In response, Mamata folded her hands. “Please Buddhada, don’t ask me to do that. You allow me to have my say on this one project and I give you my word, I won’t bother you at all even if I am not consulted on whatever projects you have on the ground or plan in future,” she countered.
The chief minister persisted: “But Mamata Debi, do consider the situation. We, the government, have taken a decision in principle to get the Tatas to set up the world’s first small-car project in Bengal, we can’t walk away from it.”

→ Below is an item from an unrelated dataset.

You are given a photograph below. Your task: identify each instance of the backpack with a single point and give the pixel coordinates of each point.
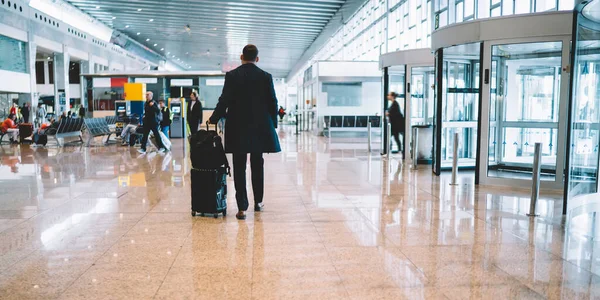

The Trinamul leader wasn’t biting. “I have no quarrel with your principles for which your party even nearly brought down the UPA government, but I would like you to appreciate that I have certain principles as well,” she retorted.
While the exchange was taking place, Purnendu Bose, a Naxalite leader who was in Mamata’s team, tried to cut in. “Oh no, not you,” Bhattacharjee stopped him. “It is possible Mamata Debi and I will agree on something in the future, but there is no way I can hope to agree with your politics.”